The Presidential Office yesterday slammed a report that President Tsai Ing-wen’s (蔡英文) administration is mulling executing death-row inmates before November to assuage growing public discontent ahead of the local elections.
Online Chinese-language news outlet ETtoday yesterday morning cited anonymous sources as saying that Tsai, Minister of Justice Chiu Tai-san (邱太三) and other officials discussed at a meeting at the Presidential Office whether the government should carry out death sentences, among other topics.
The meeting was held amid growing public discontent over a spate of gruesome murders and the administration’s failure to execute any of the nation’s 43 death-row inmates since Tsai’s inauguration in May 2016, the report said.
Participants at the meeting were divided on whether death sentences should be carried out to salvage the administration’s declining approval ratings before the Nov. 24 nine-in-one local elections, the report said, adding that it would be a departure from Tsai’s campaign promise of abolishing the death penalty.
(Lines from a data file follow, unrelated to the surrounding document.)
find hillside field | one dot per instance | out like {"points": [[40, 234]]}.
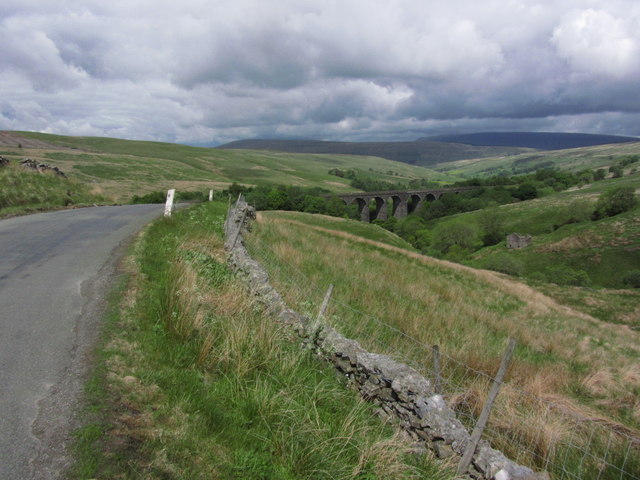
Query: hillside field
{"points": [[123, 168], [574, 159], [396, 301]]}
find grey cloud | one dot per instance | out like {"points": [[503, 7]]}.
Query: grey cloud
{"points": [[356, 69]]}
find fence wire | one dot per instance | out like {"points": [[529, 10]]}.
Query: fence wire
{"points": [[542, 433]]}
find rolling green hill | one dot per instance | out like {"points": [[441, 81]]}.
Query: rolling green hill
{"points": [[123, 168], [419, 152], [574, 159]]}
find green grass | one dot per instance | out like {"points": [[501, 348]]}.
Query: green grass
{"points": [[122, 168], [397, 302], [194, 382], [351, 227], [575, 159], [27, 191]]}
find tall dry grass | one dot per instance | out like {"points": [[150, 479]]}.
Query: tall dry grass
{"points": [[559, 410]]}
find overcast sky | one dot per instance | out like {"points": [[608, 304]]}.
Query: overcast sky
{"points": [[212, 71]]}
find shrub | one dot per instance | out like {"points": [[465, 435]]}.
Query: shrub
{"points": [[632, 279], [504, 263], [615, 201], [492, 223]]}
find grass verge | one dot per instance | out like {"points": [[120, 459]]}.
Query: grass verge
{"points": [[192, 381]]}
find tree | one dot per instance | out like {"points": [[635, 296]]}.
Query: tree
{"points": [[615, 201]]}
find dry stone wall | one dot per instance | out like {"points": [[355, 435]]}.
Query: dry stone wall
{"points": [[404, 395]]}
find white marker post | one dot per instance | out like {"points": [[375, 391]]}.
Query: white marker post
{"points": [[168, 207]]}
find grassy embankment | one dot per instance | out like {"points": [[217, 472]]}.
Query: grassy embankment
{"points": [[605, 250], [23, 191], [577, 378], [192, 381], [123, 168]]}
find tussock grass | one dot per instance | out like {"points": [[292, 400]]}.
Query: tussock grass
{"points": [[383, 295], [24, 190], [202, 385]]}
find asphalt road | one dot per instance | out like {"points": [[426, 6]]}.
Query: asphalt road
{"points": [[55, 269]]}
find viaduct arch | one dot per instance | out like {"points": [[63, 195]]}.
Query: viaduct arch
{"points": [[394, 203]]}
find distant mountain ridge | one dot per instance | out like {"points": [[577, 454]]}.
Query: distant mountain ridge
{"points": [[422, 153], [537, 140], [429, 151]]}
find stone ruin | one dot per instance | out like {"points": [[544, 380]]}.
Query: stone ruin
{"points": [[403, 395], [516, 240], [41, 167]]}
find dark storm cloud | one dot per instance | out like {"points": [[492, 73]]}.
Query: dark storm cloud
{"points": [[202, 71]]}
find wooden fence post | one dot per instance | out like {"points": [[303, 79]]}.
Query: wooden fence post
{"points": [[437, 375], [235, 238], [463, 466], [325, 303]]}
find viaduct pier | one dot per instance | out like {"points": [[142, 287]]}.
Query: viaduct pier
{"points": [[396, 203]]}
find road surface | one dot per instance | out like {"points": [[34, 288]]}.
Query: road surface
{"points": [[55, 269]]}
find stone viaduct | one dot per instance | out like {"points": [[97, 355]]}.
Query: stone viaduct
{"points": [[396, 203]]}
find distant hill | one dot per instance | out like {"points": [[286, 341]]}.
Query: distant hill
{"points": [[537, 140], [123, 168], [421, 152]]}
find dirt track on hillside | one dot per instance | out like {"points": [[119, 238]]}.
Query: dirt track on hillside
{"points": [[12, 139]]}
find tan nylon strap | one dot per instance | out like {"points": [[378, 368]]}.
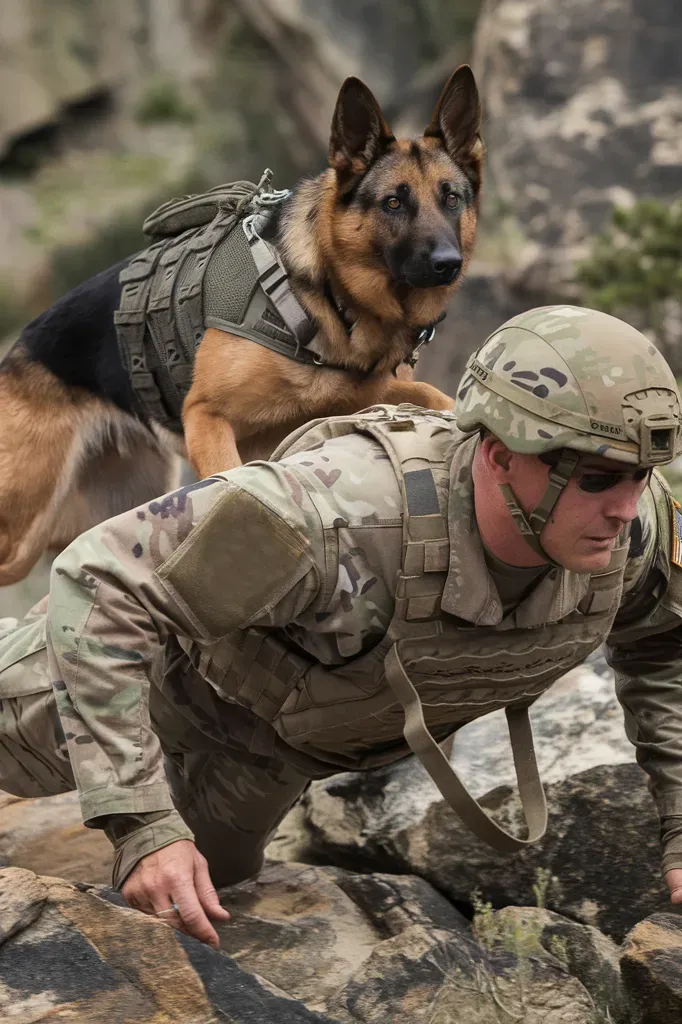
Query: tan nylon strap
{"points": [[422, 743]]}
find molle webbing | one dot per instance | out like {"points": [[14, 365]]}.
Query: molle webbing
{"points": [[160, 321], [425, 562], [208, 267]]}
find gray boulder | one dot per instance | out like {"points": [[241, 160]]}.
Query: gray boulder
{"points": [[584, 111], [651, 966], [601, 849]]}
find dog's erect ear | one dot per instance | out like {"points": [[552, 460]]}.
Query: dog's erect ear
{"points": [[359, 133], [456, 118]]}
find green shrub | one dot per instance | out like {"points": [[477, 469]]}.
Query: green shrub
{"points": [[636, 264], [163, 101]]}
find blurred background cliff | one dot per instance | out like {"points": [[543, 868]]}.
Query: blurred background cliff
{"points": [[107, 110]]}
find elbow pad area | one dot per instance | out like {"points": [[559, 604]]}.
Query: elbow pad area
{"points": [[238, 562]]}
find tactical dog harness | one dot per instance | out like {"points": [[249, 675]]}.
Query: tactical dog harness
{"points": [[210, 267]]}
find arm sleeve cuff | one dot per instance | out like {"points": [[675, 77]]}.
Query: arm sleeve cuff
{"points": [[110, 800], [147, 839]]}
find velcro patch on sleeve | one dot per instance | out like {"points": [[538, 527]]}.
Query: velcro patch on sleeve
{"points": [[675, 532], [237, 563]]}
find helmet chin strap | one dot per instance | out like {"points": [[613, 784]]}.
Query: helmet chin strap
{"points": [[531, 526]]}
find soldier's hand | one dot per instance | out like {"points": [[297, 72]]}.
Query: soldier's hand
{"points": [[177, 873], [674, 883]]}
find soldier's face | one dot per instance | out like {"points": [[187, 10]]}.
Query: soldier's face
{"points": [[598, 501]]}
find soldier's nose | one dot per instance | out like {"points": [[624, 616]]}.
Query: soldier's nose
{"points": [[446, 263]]}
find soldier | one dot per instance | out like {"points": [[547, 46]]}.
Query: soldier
{"points": [[385, 579]]}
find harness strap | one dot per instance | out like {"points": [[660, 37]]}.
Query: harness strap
{"points": [[424, 747], [274, 282]]}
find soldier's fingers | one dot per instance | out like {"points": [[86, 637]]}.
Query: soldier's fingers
{"points": [[208, 897], [193, 920], [674, 882]]}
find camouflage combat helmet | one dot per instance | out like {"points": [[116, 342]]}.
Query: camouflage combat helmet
{"points": [[571, 380]]}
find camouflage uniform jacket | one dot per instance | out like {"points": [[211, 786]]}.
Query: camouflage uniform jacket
{"points": [[114, 623]]}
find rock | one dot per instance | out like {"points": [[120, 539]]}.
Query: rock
{"points": [[600, 852], [68, 953], [587, 953], [574, 124], [47, 836], [306, 945], [374, 948], [651, 966]]}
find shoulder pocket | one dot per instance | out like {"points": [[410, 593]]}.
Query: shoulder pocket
{"points": [[236, 564]]}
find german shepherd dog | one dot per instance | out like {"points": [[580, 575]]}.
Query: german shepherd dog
{"points": [[380, 239]]}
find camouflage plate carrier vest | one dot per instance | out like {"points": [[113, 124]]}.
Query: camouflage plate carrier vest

“However, a consensus was reached that the next person [to face execution] should not be someone from a long time ago and should be as high-profile as Cheng Chieh (鄭捷)... Otherwise, the execution might not serve as a deterrent,” ETtoday quoted the sources as saying.
Cheng, who killed four people and injured 23 on a Taipei Mass Rapid Transit train on May 21, 2014, was put to death on May 10, 2016. He was the last of the 33 inmates executed during former president Ma Ying-jeou’s (馬英九) tenure.
Presidential Office spokesman Sidney Lin (林鶴明) said Tsai has never called such a meeting, nor had she ever discussed the matter with Chiu.
“The news site fabricated the story that Tsai called such a meeting with the justice minister to talk about the death penalty,” Lin said, adding that the office would ask ETtoday to pull the article immediately to prevent fake information from misleading the public.
The Ministry of Justice also issued a statement dismissing the report, saying that Tsai has never invited Chiu to the Presidential Office to discuss the enforcement of the death penalty.
Taiwan from December 2005 to April 2010 observed a de facto moratorium on the death penalty, after which the Ma administration broke the hiatus, despite the nation’s incorporation of the UN International Covenant on Civil and Political Rights into domestic law in 2009.
The covenant calls for the abolition of the death penalty and restricts its application to only the “most serious crimes.”